Mondelēz and Pepperidge Farm used Twitter to relay information about the recalls, but visits to the company sites for both corporate entities revealed a stark difference between the two. Mondelēz's home page makes no mention of the Ritz recalls; the same goes for the company's online newsroom. There's a separate site for the Ritz crackers brand; a short alert about the recall linking to a press release runs in tiny text at the top of the Ritz home page.
Pepperidge Farm's home page features a large vertical box with this text in a large point size: "Voluntary Goldfish Crackers Product Recall Information."
Easy access to information about potentially tainted consumable products should come first, but covering all the bases is usually a challenge in a crisis for brands both large and small. Product recalls, in particular, can be immensely complicated as a communications team must work internally with its legal department, marketing team, C-suite, product engineers and sales department, and externally with retailers, consumers, health officials, the media and social media users.

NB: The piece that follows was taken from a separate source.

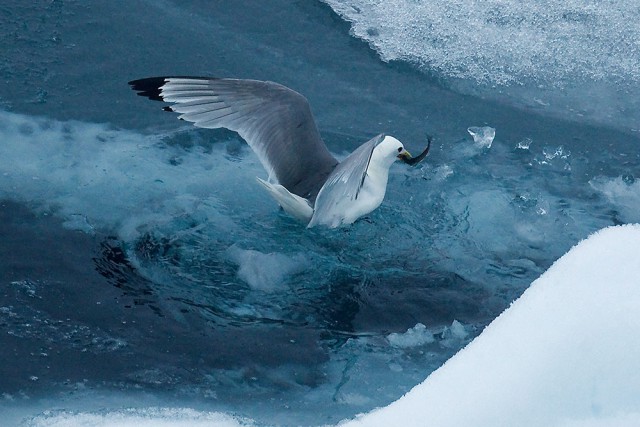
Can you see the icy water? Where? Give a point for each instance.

This is where a crisis map comes in handy, to put it lightly. And we're talking about a real document, not a bulleted list of crisis management concepts. Writing specifically about product recalls in PR News' Crisis Management Guidebook, Stanton Communications CEO Peter Stanton says that "a crisis map brings structure into an otherwise chaotic situation, allowing [a] team to engage their critical thinking skills—an all-important element of crisis communications."
Peter Stanton's crisis communication process map, from PR News' Crisis Management Guidebook.
A brand doesn't have to be a cracker maker to be vulnerable to a crisis and fall prey to frenzy and chaos when things go terribly wrong. Print out this crisis plan, make copies, pass it around and discuss it before you get that fateful email from your version of a whey powder supplier.